Wilson Bentley lebte Ende des 19. Jahrhunderts mit Eltern und Bruder auf einer Farm in Vermont im Norden der USA. Das biografisch und philosophisch angelegte Bilderbuch erzählt vom Kind Wilson, das offenbar einen besonderen Blick für seine (Um)Welt hat(te). Wilson beobachtet sehr genau und entdeckt dabei Faszinierendes. Flattert ihm ein Ulmenblatt auf die Nase, findet er die Konturen des Baumes in der Form des Blattes wieder oder der morgendliche Haferbrei erscheint als Berg, auf dem ein Pfad zwischen Bäume führt. Als Wilson eines Morgens eine Schneeflocke auf seinem Schuh betrachtet, stellt er sich eine sein weiteres Leben bestimmende Frage: Wie kann man Schneeflocken bewahren und in ihren Details untersuchen? Anfangs für den Vater nur ein Träumer, schenken die Eltern dem Sohn zum Geburtstag ein ausrangiertes Mikroskop und eine alte Kamera. Mit Hilfe dieser Geräte entwickelt Wilson eine Systematik der Schneekristalle.
Linda Wolfsgruber, nominiert für die Hans-Christian-Andersen-Medaille, schöpft auch hier aus einem Fundus künstlerischer Techniken und beweist ihre Experimentierfreude. Sie collagiert, druckt Silhouetten ein, die sie vorher fein ausgeschnitten hat und zeichnet mit Tuschfeder und Tempera in die Bilder hinein. Schon auf dem Vorsatz setzt Wolfsgruber Wilsons Entdeckung „No two snowflakes are the same“ mit unzähligen, filigranen Kristallen auf blauem Grund faszinierend ins Bild. So stimmt sie atmosphärisch auf das Buch ein, das sich gestalterisch durch eine klassische Text-Bild-Trennung auszeichnet, wobei letztere die meditative Wirkung der Bilder entscheidend stützt. Links erzählt Robert Schneider als Beobachter (z. T. etwas langatmig) über das Kind Wilson, rechts erweitern, überhöhen bzw. verfremden ganzseitige Illustrationen in winterlich anmutenden Weiß-, Blau-, Grau- und Schwarztönen die Geschichte, wobei schneeweiße und blaue Monotypien Gefühle des Helden wie Einsamkeit, Unverstandensein, aber auch Entdeckerfreude nachempfindbar machen.

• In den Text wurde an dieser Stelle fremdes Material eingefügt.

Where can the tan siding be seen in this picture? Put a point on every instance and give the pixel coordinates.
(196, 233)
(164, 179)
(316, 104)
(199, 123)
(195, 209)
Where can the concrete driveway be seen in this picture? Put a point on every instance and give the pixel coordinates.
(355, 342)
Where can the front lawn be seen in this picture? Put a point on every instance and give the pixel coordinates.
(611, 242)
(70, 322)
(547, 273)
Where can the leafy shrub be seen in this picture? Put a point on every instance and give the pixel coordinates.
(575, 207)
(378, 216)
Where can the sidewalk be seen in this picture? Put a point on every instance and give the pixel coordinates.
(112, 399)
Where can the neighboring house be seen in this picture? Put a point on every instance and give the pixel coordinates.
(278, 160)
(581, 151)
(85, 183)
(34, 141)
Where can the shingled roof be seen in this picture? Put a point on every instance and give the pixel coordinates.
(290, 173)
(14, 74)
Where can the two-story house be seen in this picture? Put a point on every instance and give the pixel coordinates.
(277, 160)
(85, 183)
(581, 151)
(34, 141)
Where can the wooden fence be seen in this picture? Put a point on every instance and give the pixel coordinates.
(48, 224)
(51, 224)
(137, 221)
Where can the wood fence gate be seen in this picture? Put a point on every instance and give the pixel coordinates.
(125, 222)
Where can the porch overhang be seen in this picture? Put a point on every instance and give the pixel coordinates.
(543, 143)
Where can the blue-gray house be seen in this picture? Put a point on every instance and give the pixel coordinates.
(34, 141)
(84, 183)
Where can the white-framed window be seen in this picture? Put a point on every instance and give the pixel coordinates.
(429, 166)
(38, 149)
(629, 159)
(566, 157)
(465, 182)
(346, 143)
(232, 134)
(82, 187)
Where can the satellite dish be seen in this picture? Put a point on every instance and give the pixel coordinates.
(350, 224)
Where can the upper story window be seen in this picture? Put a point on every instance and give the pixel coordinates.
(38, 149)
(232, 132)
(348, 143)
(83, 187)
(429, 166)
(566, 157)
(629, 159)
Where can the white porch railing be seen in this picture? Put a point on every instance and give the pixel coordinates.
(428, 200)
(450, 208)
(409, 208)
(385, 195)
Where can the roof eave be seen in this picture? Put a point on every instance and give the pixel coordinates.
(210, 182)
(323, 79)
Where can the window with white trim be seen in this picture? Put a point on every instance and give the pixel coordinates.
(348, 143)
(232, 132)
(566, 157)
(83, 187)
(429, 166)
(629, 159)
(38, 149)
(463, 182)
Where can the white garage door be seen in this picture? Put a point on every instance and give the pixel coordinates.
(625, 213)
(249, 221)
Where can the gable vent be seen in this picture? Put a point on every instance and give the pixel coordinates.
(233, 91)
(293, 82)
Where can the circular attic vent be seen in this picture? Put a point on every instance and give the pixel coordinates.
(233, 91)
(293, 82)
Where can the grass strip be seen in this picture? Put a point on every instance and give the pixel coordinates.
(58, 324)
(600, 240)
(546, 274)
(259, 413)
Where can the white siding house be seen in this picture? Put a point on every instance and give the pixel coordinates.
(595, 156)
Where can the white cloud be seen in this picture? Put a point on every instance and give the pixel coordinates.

Bereits der Titel wirkt inspirierend: Wie kann man Schneeflocken sammeln? Weiterführend ließen sich die ausdrucksstarken Bilder leicht vergrößern und als Erzählanlass zur Lebensgeschichte des Farmers, Fotografen und Schneeforschers nutzen. Die einfachen Techniken wiederum laden zum Ausprobieren ein: Drucken mit Blättern, Ausschneiden von Schneekristallen oder anderen Silhouetten, Zeichnen mit Feder … und alles kombiniert als Collage.